As a final comment, proof that the magnetic field exerts an impact on gene expression has recently been demonstrated Rao and Henderson (1996) reported electromagnetic field sensitivity on regulation of the c-fos gene that encodes the Fos protein, an important nuclear transcription factor. Thus, there is a link between magnetic field and gene expression.
Author's note - The purpose of this article is to foster discussion, with the hope that it will lead to new research in this particular area.
Literature Cited
Butler RF. 1992. Paleomagnetism. Oxford; Blackwell Scientific Publications.
Ecke RE, Hu Y, Mainieri R, and Ahlers G. 1995. Excitation of spirals and chiral symmetry breaking in Rayleigh Benard Convection. Science 269:1704-1707.
Eldredge N, and Gould SJ. 1972. Punctuated equilibria: an alternative to phyletic gradualism.
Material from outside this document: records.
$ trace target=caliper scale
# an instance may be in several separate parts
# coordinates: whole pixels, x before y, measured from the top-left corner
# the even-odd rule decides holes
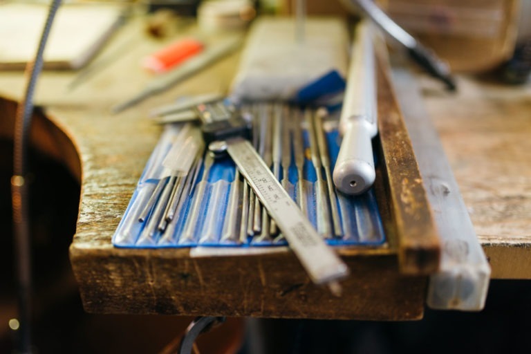
[[[348,274],[346,265],[326,245],[246,139],[250,136],[249,121],[222,102],[201,105],[197,111],[209,150],[215,156],[230,156],[312,281],[328,284],[339,295],[337,281]]]

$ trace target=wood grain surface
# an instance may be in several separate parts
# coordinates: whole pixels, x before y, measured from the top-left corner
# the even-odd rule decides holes
[[[356,248],[338,250],[352,272],[342,283],[340,299],[310,283],[295,257],[286,251],[260,257],[191,259],[187,249],[112,246],[111,237],[161,132],[146,118],[149,110],[182,95],[226,91],[239,59],[238,53],[232,55],[164,94],[113,115],[113,104],[136,93],[151,78],[140,68],[140,59],[171,40],[147,37],[142,24],[142,18],[132,19],[118,31],[95,63],[106,56],[115,59],[75,89],[68,85],[76,73],[65,72],[44,73],[37,87],[37,103],[46,107],[53,125],[69,138],[64,151],[79,156],[80,163],[76,167],[73,162],[71,167],[82,181],[71,259],[85,308],[106,313],[365,319],[421,317],[426,278],[405,277],[398,271],[395,215],[385,201],[387,182],[381,171],[377,194],[390,241],[387,247],[365,255]],[[124,44],[127,53],[117,54],[116,48]],[[521,254],[520,261],[531,259],[531,178],[529,165],[527,169],[522,167],[531,147],[525,138],[529,114],[524,114],[531,111],[531,105],[517,89],[500,91],[473,78],[460,77],[462,82],[463,91],[456,99],[422,79],[426,104],[441,133],[477,234],[491,257],[493,275],[524,277],[531,266],[520,267],[512,258],[504,257],[513,257],[510,251]],[[2,73],[0,96],[19,100],[24,82],[21,73]],[[505,115],[515,118],[501,120]],[[493,146],[505,152],[494,151]],[[492,156],[497,156],[494,162]],[[411,221],[403,225],[416,227]]]
[[[113,105],[152,78],[140,69],[140,59],[165,45],[147,37],[140,31],[142,24],[142,18],[133,19],[119,31],[100,57],[111,57],[124,43],[130,44],[127,52],[78,87],[68,87],[75,73],[50,71],[43,73],[37,87],[37,104],[45,107],[51,125],[70,139],[64,142],[64,151],[77,151],[80,162],[71,167],[80,176],[82,196],[70,253],[85,309],[104,313],[420,318],[427,279],[400,272],[396,223],[386,209],[381,178],[377,191],[390,241],[379,248],[337,250],[351,272],[342,283],[342,297],[312,283],[296,257],[285,250],[269,255],[191,258],[189,249],[113,247],[111,238],[160,136],[160,127],[147,119],[149,110],[183,95],[226,92],[239,59],[238,53],[227,57],[163,94],[113,115]],[[17,100],[23,89],[21,73],[0,75],[0,95]]]
[[[531,82],[460,75],[452,94],[418,77],[492,277],[531,279]]]

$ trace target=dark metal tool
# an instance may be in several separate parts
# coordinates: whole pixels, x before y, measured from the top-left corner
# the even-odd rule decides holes
[[[449,68],[435,53],[393,21],[373,0],[342,0],[349,9],[360,9],[377,26],[407,49],[409,56],[433,77],[445,83],[450,91],[456,88]]]

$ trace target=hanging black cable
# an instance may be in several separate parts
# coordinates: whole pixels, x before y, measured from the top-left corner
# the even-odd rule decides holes
[[[53,0],[42,31],[39,48],[33,62],[28,63],[26,75],[29,75],[23,100],[17,109],[15,124],[13,176],[11,196],[13,208],[15,252],[17,272],[19,306],[19,343],[17,352],[31,353],[31,252],[29,236],[27,175],[28,138],[33,113],[33,93],[39,74],[42,70],[43,53],[50,30],[61,0]]]

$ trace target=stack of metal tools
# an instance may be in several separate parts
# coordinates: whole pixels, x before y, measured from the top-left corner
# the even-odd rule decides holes
[[[240,111],[252,123],[257,151],[328,244],[384,242],[373,191],[351,196],[333,185],[337,117],[271,103]],[[192,123],[166,125],[113,241],[132,248],[286,244],[232,160],[205,151]]]

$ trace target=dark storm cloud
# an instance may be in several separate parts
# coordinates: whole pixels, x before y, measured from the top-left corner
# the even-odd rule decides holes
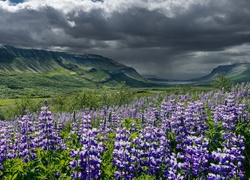
[[[199,64],[197,67],[206,65],[208,72],[212,66],[249,56],[244,51],[227,51],[249,45],[248,0],[121,1],[113,9],[107,5],[112,0],[85,2],[89,9],[83,1],[68,10],[67,4],[53,3],[34,8],[32,3],[40,3],[36,0],[14,10],[0,4],[0,43],[95,52],[145,74],[178,78],[190,72],[184,66],[188,62]],[[152,8],[161,2],[166,7]],[[171,75],[175,72],[178,75]]]

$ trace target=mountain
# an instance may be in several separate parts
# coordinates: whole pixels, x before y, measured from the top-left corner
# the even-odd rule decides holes
[[[0,46],[0,94],[31,89],[50,96],[122,81],[131,87],[150,85],[135,69],[100,55]]]
[[[250,63],[235,63],[232,65],[221,65],[212,70],[212,72],[201,78],[192,79],[191,81],[208,82],[223,73],[233,82],[250,81]]]

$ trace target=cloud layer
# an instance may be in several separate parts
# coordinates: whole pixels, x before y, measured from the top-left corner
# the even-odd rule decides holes
[[[98,53],[187,79],[249,61],[249,0],[0,1],[0,43]]]

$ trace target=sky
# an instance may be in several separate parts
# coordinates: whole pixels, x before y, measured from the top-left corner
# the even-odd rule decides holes
[[[250,62],[249,0],[0,0],[0,44],[99,54],[192,79]]]

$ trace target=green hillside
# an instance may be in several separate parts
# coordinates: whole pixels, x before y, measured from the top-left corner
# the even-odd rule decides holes
[[[122,81],[131,87],[151,86],[135,69],[92,54],[20,49],[0,46],[0,97],[72,93],[83,88],[115,87]]]

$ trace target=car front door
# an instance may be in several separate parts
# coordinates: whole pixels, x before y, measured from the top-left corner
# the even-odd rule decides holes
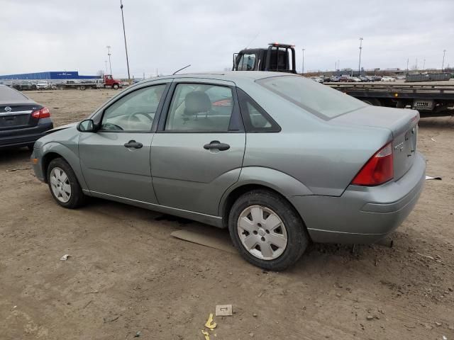
[[[174,81],[170,93],[151,146],[157,200],[218,216],[222,195],[238,179],[245,145],[234,84],[184,79]]]
[[[95,132],[81,132],[84,178],[94,196],[156,203],[150,151],[163,94],[170,81],[143,86],[110,103]]]

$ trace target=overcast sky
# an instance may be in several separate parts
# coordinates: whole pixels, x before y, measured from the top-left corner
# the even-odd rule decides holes
[[[131,76],[231,67],[232,54],[294,44],[298,71],[454,66],[453,0],[123,0]],[[0,74],[105,70],[125,76],[120,0],[0,0]]]

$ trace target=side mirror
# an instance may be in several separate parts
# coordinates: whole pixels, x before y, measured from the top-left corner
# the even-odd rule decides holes
[[[94,132],[96,131],[96,125],[92,119],[86,119],[77,124],[77,131],[81,132]]]

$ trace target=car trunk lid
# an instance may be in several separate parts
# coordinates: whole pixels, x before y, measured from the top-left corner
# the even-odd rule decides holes
[[[394,181],[408,171],[415,159],[419,113],[414,110],[367,106],[341,115],[334,123],[387,128],[392,133]]]
[[[40,106],[29,103],[2,104],[0,103],[0,130],[17,130],[36,126],[37,118],[32,117]]]

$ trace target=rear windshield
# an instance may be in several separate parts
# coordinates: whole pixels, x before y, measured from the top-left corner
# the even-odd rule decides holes
[[[23,101],[24,99],[28,98],[18,91],[9,87],[0,86],[0,101]]]
[[[273,76],[257,83],[323,119],[331,119],[367,106],[338,90],[299,76]]]

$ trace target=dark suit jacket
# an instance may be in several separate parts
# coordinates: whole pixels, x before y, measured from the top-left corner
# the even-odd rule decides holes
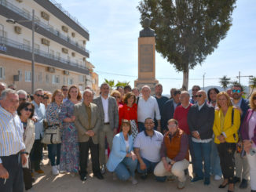
[[[162,121],[162,127],[163,130],[168,130],[167,128],[167,122],[170,119],[174,118],[174,100],[167,100],[163,108],[163,115],[161,117]],[[181,103],[178,103],[177,106],[179,106]]]
[[[99,107],[101,126],[103,126],[104,120],[104,109],[103,109],[103,105],[101,101],[101,96],[94,99],[93,103],[97,104],[97,106]],[[117,107],[116,100],[112,96],[108,97],[108,118],[109,118],[110,127],[113,129],[118,129],[119,121],[119,110]]]
[[[199,110],[198,103],[192,106],[188,113],[188,124],[190,132],[197,131],[201,139],[213,136],[214,108],[207,103]]]

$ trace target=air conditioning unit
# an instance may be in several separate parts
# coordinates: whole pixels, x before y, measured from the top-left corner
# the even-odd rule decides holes
[[[67,70],[64,70],[64,74],[68,75],[68,74],[69,74],[69,71],[67,71]]]
[[[41,12],[41,16],[42,18],[45,19],[46,20],[49,20],[49,14],[47,14],[46,12],[42,11]]]
[[[65,53],[65,54],[68,54],[68,50],[66,48],[62,48],[62,53]]]
[[[63,31],[64,31],[65,33],[68,33],[68,27],[63,25],[61,27],[61,28],[62,28]]]
[[[21,34],[21,27],[20,27],[19,26],[15,26],[14,31],[16,34]]]
[[[48,71],[50,73],[55,73],[55,68],[52,67],[48,67]]]
[[[42,39],[41,39],[41,42],[42,42],[42,44],[43,44],[43,45],[47,45],[47,46],[49,46],[49,41],[47,40],[46,38],[42,38]]]

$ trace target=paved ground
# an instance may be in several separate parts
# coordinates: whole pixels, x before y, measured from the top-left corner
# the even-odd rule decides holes
[[[46,153],[44,153],[45,157]],[[43,161],[44,165],[42,166],[45,171],[44,175],[37,175],[36,181],[34,183],[34,190],[36,192],[128,192],[128,191],[182,191],[182,192],[224,192],[227,191],[225,189],[218,189],[218,185],[221,181],[214,181],[211,178],[211,183],[210,186],[204,186],[203,181],[192,183],[190,182],[190,178],[188,176],[185,188],[183,190],[178,190],[177,188],[177,181],[166,181],[165,183],[158,183],[155,181],[154,177],[150,176],[146,180],[142,180],[139,178],[139,176],[136,176],[138,183],[137,185],[132,185],[130,182],[122,182],[119,180],[113,180],[112,174],[107,172],[104,176],[104,179],[99,180],[97,178],[93,178],[91,173],[91,164],[89,165],[89,172],[90,173],[86,181],[82,182],[79,179],[79,176],[71,177],[69,174],[60,174],[59,176],[53,176],[51,173],[51,167],[47,165],[48,159],[45,158]],[[189,166],[189,172],[191,172],[191,166]],[[246,190],[240,190],[238,188],[238,185],[235,187],[236,192],[249,192],[251,187]]]

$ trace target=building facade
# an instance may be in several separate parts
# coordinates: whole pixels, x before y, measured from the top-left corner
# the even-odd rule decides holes
[[[32,10],[35,89],[92,86],[86,84],[94,67],[86,64],[89,31],[55,0],[0,0],[0,82],[31,92]]]

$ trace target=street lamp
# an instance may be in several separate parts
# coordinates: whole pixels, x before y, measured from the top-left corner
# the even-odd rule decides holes
[[[31,78],[31,93],[34,94],[35,91],[35,48],[34,48],[34,44],[35,44],[35,21],[38,21],[38,20],[35,20],[35,10],[32,10],[32,20],[15,20],[13,19],[7,19],[6,22],[8,24],[15,24],[16,23],[25,23],[25,22],[32,22],[32,59],[31,59],[31,64],[32,64],[32,68],[31,68],[31,74],[32,74],[32,78]]]

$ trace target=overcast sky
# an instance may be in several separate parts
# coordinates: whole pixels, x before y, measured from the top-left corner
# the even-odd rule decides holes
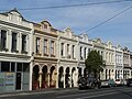
[[[101,1],[116,0],[0,0],[0,10],[85,4]],[[131,6],[132,1],[125,1],[87,7],[20,10],[19,12],[29,21],[41,22],[47,20],[56,29],[64,30],[69,26],[75,34],[80,34]],[[100,37],[102,42],[111,41],[113,45],[128,46],[132,51],[132,9],[87,34],[90,38]]]

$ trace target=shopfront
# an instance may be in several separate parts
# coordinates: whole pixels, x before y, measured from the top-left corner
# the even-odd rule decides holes
[[[0,92],[29,90],[30,63],[0,62]]]

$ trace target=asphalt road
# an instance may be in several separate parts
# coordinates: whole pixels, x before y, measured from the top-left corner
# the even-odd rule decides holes
[[[18,95],[3,95],[0,99],[132,99],[132,87],[101,89],[64,89]]]

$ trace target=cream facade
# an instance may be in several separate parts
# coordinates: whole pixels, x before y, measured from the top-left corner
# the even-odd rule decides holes
[[[0,13],[0,91],[30,89],[32,29],[16,9]]]
[[[120,45],[116,47],[116,79],[123,79],[123,50]]]
[[[74,32],[67,28],[58,31],[58,88],[77,87],[78,42]]]
[[[48,21],[34,24],[32,89],[57,86],[57,30]]]
[[[127,47],[54,29],[48,21],[26,21],[16,9],[0,13],[0,91],[77,87],[85,59],[96,50],[106,62],[100,79],[132,77],[132,52]]]
[[[92,41],[88,38],[87,34],[81,34],[78,36],[78,74],[79,76],[85,76],[87,74],[85,59],[88,53],[94,48]]]

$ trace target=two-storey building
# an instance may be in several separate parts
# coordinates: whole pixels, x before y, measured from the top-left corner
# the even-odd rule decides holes
[[[116,78],[123,79],[123,50],[120,45],[116,47]]]
[[[48,21],[33,23],[33,89],[56,88],[57,79],[57,30]]]
[[[30,89],[32,28],[16,9],[0,13],[0,91]]]
[[[79,76],[87,75],[85,59],[88,53],[94,48],[92,41],[88,38],[87,34],[81,34],[78,36],[78,74]]]
[[[130,51],[128,47],[123,48],[123,78],[131,78],[131,62],[130,62]]]
[[[77,36],[69,28],[66,28],[64,31],[58,31],[57,46],[58,88],[77,87],[78,44]]]

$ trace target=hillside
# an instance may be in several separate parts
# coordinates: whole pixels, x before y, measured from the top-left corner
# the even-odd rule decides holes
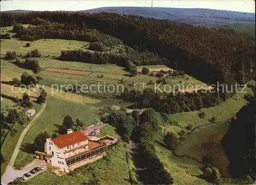
[[[16,10],[8,12],[27,13],[30,11]],[[166,19],[204,27],[227,26],[233,23],[254,24],[255,22],[254,13],[208,9],[120,7],[103,7],[77,12],[90,13],[102,12],[116,13]]]
[[[101,12],[119,8],[125,15]],[[226,155],[221,140],[230,118],[247,103],[246,96],[231,90],[213,93],[209,86],[217,82],[246,84],[255,78],[255,37],[242,28],[244,24],[251,28],[254,18],[215,10],[146,9],[1,12],[1,87],[2,95],[10,98],[1,103],[6,113],[7,105],[15,107],[11,97],[23,97],[22,92],[11,91],[15,83],[36,85],[23,88],[35,108],[40,87],[48,94],[45,111],[24,137],[15,168],[33,160],[34,139],[41,132],[53,136],[63,134],[63,128],[80,130],[101,120],[109,125],[99,135],[120,138],[117,145],[107,148],[104,158],[61,176],[48,170],[27,183],[88,184],[94,179],[94,169],[100,174],[99,183],[138,184],[136,172],[141,169],[145,178],[138,180],[145,184],[208,184],[212,180],[202,175],[206,154],[219,169],[218,180],[228,184],[237,180],[228,170],[232,159]],[[127,15],[137,15],[134,10],[141,14]],[[194,25],[163,20],[164,16],[191,20]],[[237,29],[196,26],[219,23]],[[82,85],[87,88],[80,88]],[[200,87],[203,85],[206,91]],[[67,115],[76,123],[65,128]],[[172,136],[166,140],[168,132]],[[7,142],[13,141],[3,145],[8,151],[2,147],[4,167],[18,134],[7,137]],[[139,156],[140,166],[133,153]],[[240,177],[237,180],[245,184]]]
[[[11,16],[10,14],[2,14],[1,25],[11,25],[15,20],[23,24],[33,22],[37,25],[40,24],[38,21],[49,20],[46,24],[22,29],[16,37],[23,40],[47,38],[100,41],[108,47],[122,41],[132,47],[135,45],[139,51],[157,53],[168,60],[165,63],[155,60],[143,65],[166,64],[207,83],[215,84],[219,81],[220,83],[238,81],[244,83],[254,78],[255,37],[231,29],[209,29],[109,13],[37,12],[12,13]],[[39,19],[36,19],[37,17]],[[38,20],[40,19],[44,19]],[[68,27],[67,24],[70,25]],[[59,28],[62,33],[60,32]],[[98,38],[92,40],[84,31],[97,35]],[[101,32],[113,37],[102,35]],[[136,61],[136,58],[131,59]],[[138,64],[141,65],[141,62]],[[125,66],[123,63],[119,65]]]

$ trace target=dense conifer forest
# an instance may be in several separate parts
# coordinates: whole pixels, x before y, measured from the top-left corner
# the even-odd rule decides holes
[[[31,32],[20,29],[17,36],[24,40],[56,38],[85,41],[90,39],[90,34],[96,34],[98,39],[90,41],[101,41],[109,46],[122,41],[138,51],[157,53],[168,60],[169,67],[177,64],[178,70],[208,83],[244,83],[255,77],[255,37],[232,29],[108,13],[4,12],[1,19],[1,26],[15,23],[38,25],[28,28]],[[48,35],[49,21],[56,30],[59,28]]]

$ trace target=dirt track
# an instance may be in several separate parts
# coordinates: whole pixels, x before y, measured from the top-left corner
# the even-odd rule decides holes
[[[24,136],[25,136],[28,130],[29,130],[31,126],[32,126],[33,124],[35,122],[36,119],[39,117],[40,115],[41,115],[42,112],[44,112],[44,110],[45,110],[46,107],[46,104],[47,103],[46,102],[46,103],[43,104],[41,110],[40,110],[38,113],[37,113],[37,114],[34,117],[31,122],[28,125],[27,127],[26,127],[24,130],[23,130],[23,131],[22,132],[22,134],[19,136],[18,142],[17,143],[17,145],[16,145],[16,147],[14,149],[13,153],[12,154],[12,157],[10,160],[10,163],[9,165],[9,166],[13,167],[14,165],[14,162],[15,161],[16,158],[17,157],[17,156],[18,155],[18,153],[19,151],[19,148],[20,148],[20,146],[22,145],[22,142],[23,141],[23,139],[24,138]]]
[[[182,90],[180,90],[179,91],[182,92],[182,93],[184,93],[186,92],[193,92],[194,91],[197,92],[199,90],[202,90],[202,89],[213,89],[214,87],[209,86],[207,87],[199,87],[199,88],[187,88],[186,89],[182,89]]]
[[[163,70],[163,71],[175,71],[174,70],[171,69],[170,68],[150,68],[148,70],[150,70],[150,72],[160,72],[161,70]],[[141,72],[141,71],[142,70],[142,68],[138,68],[137,69],[137,72]]]
[[[75,75],[88,75],[91,73],[89,72],[83,72],[81,71],[73,71],[73,70],[61,70],[59,68],[47,68],[45,71],[53,72],[58,72],[62,73],[68,73],[70,74],[75,74]]]

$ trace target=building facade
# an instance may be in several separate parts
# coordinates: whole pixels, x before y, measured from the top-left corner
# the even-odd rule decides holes
[[[80,131],[73,132],[72,129],[68,129],[66,135],[47,138],[45,153],[35,152],[35,154],[52,166],[58,167],[59,171],[69,173],[105,156],[106,146],[89,140]]]

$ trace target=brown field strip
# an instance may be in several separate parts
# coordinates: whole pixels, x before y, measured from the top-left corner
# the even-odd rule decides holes
[[[149,70],[150,70],[150,72],[160,72],[162,70],[163,70],[163,71],[175,71],[174,70],[171,69],[170,68],[150,68]],[[140,73],[141,72],[142,70],[142,68],[138,68],[137,69],[137,72]]]
[[[45,70],[45,71],[48,72],[68,73],[70,74],[81,75],[88,75],[91,73],[91,72],[83,72],[81,71],[73,71],[73,70],[61,70],[55,68],[47,68]]]
[[[26,92],[31,97],[32,100],[36,100],[39,95],[39,91],[37,88],[35,89],[34,88],[31,88],[30,90],[29,90],[25,88],[15,87],[14,90],[16,92],[14,93],[12,88],[13,88],[13,87],[11,85],[1,83],[1,93],[14,97],[22,98],[23,93]],[[63,100],[70,101],[80,104],[94,104],[100,102],[100,100],[99,100],[90,98],[87,96],[83,97],[81,95],[71,92],[64,92],[63,91],[61,91],[60,90],[55,92],[56,89],[52,89],[51,87],[44,86],[43,88],[47,92],[48,96],[53,96]],[[52,90],[53,90],[52,92],[53,92],[52,94]]]

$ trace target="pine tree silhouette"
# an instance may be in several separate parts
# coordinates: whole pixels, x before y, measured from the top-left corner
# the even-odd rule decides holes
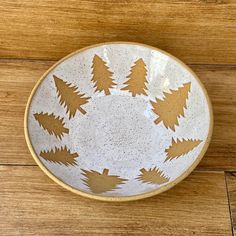
[[[77,110],[85,114],[86,111],[81,106],[86,104],[90,97],[85,97],[84,93],[80,94],[79,91],[77,92],[76,86],[64,82],[57,76],[53,75],[53,78],[60,98],[60,105],[67,108],[66,113],[69,112],[69,119],[75,116]]]
[[[153,112],[158,115],[154,121],[156,124],[163,121],[166,128],[171,128],[175,131],[175,125],[179,125],[178,118],[184,117],[184,108],[188,99],[191,83],[183,84],[183,87],[178,90],[170,90],[170,93],[164,92],[164,99],[156,99],[155,102],[151,101]]]
[[[109,170],[104,169],[102,173],[95,170],[83,170],[86,179],[83,182],[93,193],[103,193],[118,189],[118,185],[123,184],[126,179],[122,179],[116,175],[108,175]]]
[[[164,184],[168,182],[170,179],[164,176],[164,173],[158,170],[157,167],[153,169],[141,169],[141,174],[137,177],[138,180],[142,181],[143,183],[149,184]]]
[[[175,141],[172,138],[171,146],[165,150],[165,152],[167,153],[165,161],[172,160],[174,158],[179,158],[180,156],[187,154],[195,147],[197,147],[201,142],[202,140],[193,140],[193,139],[188,139],[188,140],[183,139],[183,141],[177,139],[177,141]]]
[[[69,133],[69,129],[65,128],[65,123],[63,118],[56,117],[53,113],[35,113],[35,119],[38,121],[39,125],[43,127],[44,130],[47,130],[49,134],[55,135],[57,138],[61,139],[64,134]]]
[[[94,82],[96,88],[95,92],[104,91],[106,95],[110,95],[110,89],[116,85],[112,79],[113,72],[109,71],[106,62],[98,55],[93,57],[92,74],[92,82]]]
[[[121,90],[128,90],[135,97],[137,94],[147,95],[145,89],[147,89],[147,69],[143,59],[138,59],[131,67],[130,74],[127,76],[128,80],[124,83],[127,86]]]
[[[50,151],[40,152],[40,156],[46,161],[54,162],[57,164],[63,164],[65,166],[76,165],[76,157],[79,156],[78,153],[71,153],[70,150],[65,146],[64,148],[56,148]]]

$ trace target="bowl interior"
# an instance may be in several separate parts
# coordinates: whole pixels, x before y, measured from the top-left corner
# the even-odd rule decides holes
[[[58,183],[98,199],[148,196],[200,161],[211,107],[180,61],[139,44],[110,43],[61,60],[29,99],[26,136]]]

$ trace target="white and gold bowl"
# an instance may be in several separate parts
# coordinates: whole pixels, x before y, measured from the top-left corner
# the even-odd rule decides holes
[[[180,182],[202,159],[212,127],[197,76],[164,51],[128,42],[60,60],[25,112],[40,168],[66,189],[105,201],[153,196]]]

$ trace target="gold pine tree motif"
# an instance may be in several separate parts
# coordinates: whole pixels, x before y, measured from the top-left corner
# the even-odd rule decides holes
[[[179,125],[178,118],[184,117],[184,108],[187,108],[186,102],[188,93],[190,92],[191,83],[183,84],[183,87],[177,90],[170,90],[170,93],[164,92],[164,100],[156,99],[155,102],[151,101],[153,112],[158,115],[154,121],[156,124],[161,121],[166,128],[171,128],[175,131],[175,125]]]
[[[110,95],[110,89],[116,83],[112,79],[113,72],[111,72],[106,65],[106,62],[101,57],[95,55],[92,64],[92,82],[94,82],[95,92],[104,91],[106,95]]]
[[[131,67],[130,74],[126,77],[128,80],[124,83],[126,86],[121,90],[128,90],[135,97],[137,94],[147,95],[145,89],[147,83],[147,69],[143,59],[138,59]]]
[[[182,155],[187,154],[188,152],[192,151],[195,147],[197,147],[202,140],[193,140],[193,139],[188,139],[183,141],[180,141],[177,139],[175,141],[172,138],[172,143],[169,148],[165,150],[167,154],[167,158],[165,161],[172,160],[174,158],[179,158]]]
[[[118,185],[124,184],[126,179],[122,179],[116,175],[108,175],[109,170],[104,169],[102,173],[95,170],[83,170],[83,175],[86,177],[83,182],[93,193],[103,193],[119,189]]]
[[[61,148],[55,148],[50,151],[40,152],[40,156],[46,161],[63,164],[65,166],[76,165],[76,157],[79,156],[78,153],[71,153],[70,150],[65,146]]]
[[[34,118],[38,121],[39,125],[47,130],[49,134],[55,135],[61,139],[64,134],[69,133],[69,129],[65,128],[63,118],[56,117],[53,113],[35,113]]]
[[[157,167],[154,167],[153,169],[150,168],[148,170],[143,168],[140,170],[140,172],[141,174],[137,177],[137,179],[142,181],[143,183],[164,184],[170,180]]]
[[[60,98],[60,105],[67,108],[66,113],[69,113],[69,119],[75,116],[77,110],[86,114],[81,106],[86,104],[90,97],[85,97],[85,94],[81,94],[76,86],[64,82],[57,76],[53,75],[53,78]]]

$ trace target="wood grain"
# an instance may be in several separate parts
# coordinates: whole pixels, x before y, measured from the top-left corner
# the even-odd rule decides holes
[[[224,174],[195,172],[172,190],[128,203],[79,197],[38,167],[0,166],[7,235],[230,235]]]
[[[226,173],[226,184],[229,197],[233,235],[236,235],[236,172]]]
[[[26,101],[53,62],[0,60],[0,164],[35,164],[24,141]],[[194,66],[213,103],[213,139],[202,169],[236,169],[236,67]]]
[[[1,0],[0,57],[59,59],[105,41],[137,41],[186,63],[236,63],[234,0]]]

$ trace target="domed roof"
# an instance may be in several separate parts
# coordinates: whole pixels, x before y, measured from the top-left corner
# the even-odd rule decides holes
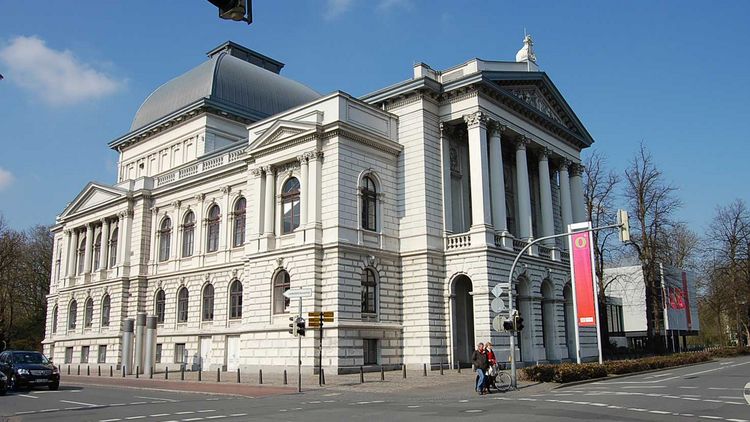
[[[282,63],[237,44],[224,43],[209,52],[209,57],[152,92],[136,112],[130,131],[201,99],[223,103],[260,120],[320,97],[307,86],[278,75]]]

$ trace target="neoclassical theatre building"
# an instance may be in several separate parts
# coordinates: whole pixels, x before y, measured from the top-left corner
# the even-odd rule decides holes
[[[321,95],[232,42],[146,98],[111,141],[114,184],[57,218],[45,352],[122,364],[123,321],[156,316],[156,368],[293,367],[303,312],[333,311],[323,366],[468,363],[492,340],[490,290],[530,239],[584,220],[593,139],[531,39],[356,98]],[[574,357],[563,241],[522,260],[522,362]],[[320,333],[302,341],[312,367]]]

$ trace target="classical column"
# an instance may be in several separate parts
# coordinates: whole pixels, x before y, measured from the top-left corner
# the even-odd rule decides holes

In TJM. Schopf (Ed.), Models in paleobiology San Francisco; Freeman, Cooper and Company pp. 82-115.
Futuyma DJ. 1986. Evolutionary Biology. Sunderland; Sinaur.
Griffiths AJF, Miller JH, Suzuki DT, Lewontin RC, and Gelbart WM. 1996. An introduction to Genetic Analysis. New York; WH. Freeman.
Jacobs JA. 1994. Reversals of the Earth's Magnetic Field. Bristol; Adam Hilger.
Lodish H, Baltimore D, Berk A, Zipursky SL, Matsudaira P, and Darnell J. 1995. Molecular Cell Biology. New York; WH. Freeman.
Rao S, and Henderson AS. Regulation of c-fos is affected by electromagnetic fields. Journal of Cellular Biochemistry. 1996. 63:358-365.
Sober E. Conceptual Issues in Evolutionary Biology. 1995. Cambridge; The MIT Press.